Magnus Chase series ends with a tailwind

Todd Kleiboer, Co-Editor

Courtesy | Rick Riordan website

The Big Banana has set sail for now, but Rick Riordan’s third installment of the Magnus Chase series “The Ship of the Dead” leaves readers dazed with its action-packed adventure with romantic undertones as Magnus strives to stop Loki from starting Ragnarok, the end of all nine worlds.

With his fellow floormates, Samirah the Valkyrie, and his friends Blitzen and Hearthstone, Magnus Chase travels across the pond on the Big Banana (the neon yellow Viking longship gifted by his godly dad) to England and Norway, and each of these places is given its own unique personality.

York, England is a bustling city whose architecture is a mishmash of different historic time periods, and its significance comes from the mouth of TJ, or Thomas Jefferson, Jr., a black Union soldier who died bravely in charging a fort.
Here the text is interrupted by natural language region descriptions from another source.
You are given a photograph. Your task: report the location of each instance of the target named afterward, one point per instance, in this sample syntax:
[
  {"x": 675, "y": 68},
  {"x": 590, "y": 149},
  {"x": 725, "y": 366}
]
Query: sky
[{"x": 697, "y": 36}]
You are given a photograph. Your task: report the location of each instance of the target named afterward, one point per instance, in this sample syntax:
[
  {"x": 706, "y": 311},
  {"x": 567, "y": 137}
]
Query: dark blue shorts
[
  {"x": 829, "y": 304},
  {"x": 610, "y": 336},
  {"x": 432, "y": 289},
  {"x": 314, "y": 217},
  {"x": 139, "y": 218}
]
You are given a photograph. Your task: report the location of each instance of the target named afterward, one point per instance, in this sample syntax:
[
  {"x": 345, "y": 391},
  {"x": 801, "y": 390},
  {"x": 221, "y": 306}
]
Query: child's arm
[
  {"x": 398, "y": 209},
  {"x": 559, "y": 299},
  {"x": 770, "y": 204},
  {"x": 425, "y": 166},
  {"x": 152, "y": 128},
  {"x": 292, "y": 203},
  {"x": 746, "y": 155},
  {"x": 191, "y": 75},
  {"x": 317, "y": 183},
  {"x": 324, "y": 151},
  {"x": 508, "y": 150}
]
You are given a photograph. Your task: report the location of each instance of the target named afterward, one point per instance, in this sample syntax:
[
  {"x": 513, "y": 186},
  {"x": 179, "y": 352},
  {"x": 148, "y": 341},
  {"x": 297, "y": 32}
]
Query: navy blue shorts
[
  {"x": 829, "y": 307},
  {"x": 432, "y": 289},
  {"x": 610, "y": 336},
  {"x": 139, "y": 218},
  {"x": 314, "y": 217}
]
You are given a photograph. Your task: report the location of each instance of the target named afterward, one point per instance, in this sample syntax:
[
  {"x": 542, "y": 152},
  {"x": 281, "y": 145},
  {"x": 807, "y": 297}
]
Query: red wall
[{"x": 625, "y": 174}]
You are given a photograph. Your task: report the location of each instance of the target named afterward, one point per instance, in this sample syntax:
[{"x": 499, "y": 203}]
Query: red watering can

He states that the Union’s biggest worry was Britain siding with the Confederacy because the war threatened the cotton industry centered in the South, and he had dreamed of one day traveling to Britain to thank the people. It is an important scene in characterizing TJ, and other floormates are given more time who before were just pure personalities with no gripping backgrounds.

For the berserker Halfborn Gunderson, York was not as friendly a city. It is where he died in a battle centuries before to take control of the then small village, and he at times softens and regrets leaving his home to fight for fame.

In the sleepy village of Flam, Norway, Halfborn Gunderson comes to the forefront again as he states that this is his birthplace where he had hoped to return with the fjord ringing with his praises, and Mallory Keen later reveals that she died trying to defuse a bomb on a bus full of children, Loki having goaded her into planting it. Frigg, the queen of Asgard, also appears to tell Mallory that the young einherjar is her daughter.

This renewed focus on Magnus’s floormates is a welcome change, and it gives York and Flam a certain sense of importance to the characters beyond it being a site for combat. However, more time could have been devoted to building the setting as each whizzed by in the fast pace of the novel, leaving its outline fuzzy and unclear but purpose unquestioned.

Different settings are certainly interesting, but in the last novel of the series, the setting should have been a little more stable. It creates a rushed feeling, and while it gives diversity to the novel, each setting can be shallow in its treatment.

In the course of the novel, romance buds between Alex (she/her) and Magnus, and it follows much the same course as Percy Jackson and Annabeth Chase, Magnus’s cousin. Magnus is unsure of his feelings, and it is largely up to Alex to make the first move as she kisses him under a blanket in the deadening cold of Niflheim.

Magnus continues to be unsure after that, and after he shouts the kiss was the best thing that has ever happened to him during the very public flyting of Loki, Alex (then he/him) clears the air by kissing Magnus again. Then Magnus is very sure of his feelings.

As with the other books of the series, Riordan does not shy away from potentially controversial topics. When Samirah talks about her faith and says the phrase “Allahu akbar”, Magnus notes his uneasiness about the phrase and ties it to terrorism; however, he listens to Samirah’s explanation of the phrase which means “God is greater”, imbuing it with heavy significance for those of the Muslim faith.

Also, when Alex, then using the masculine pronouns, kisses Magnus, his thoughts are split between “I just kissed a dude” and “I was just kissed by Alex Fierro, the greatest thing to ever happen to me.” Obviously, the latter thought wins as they continue their relationship.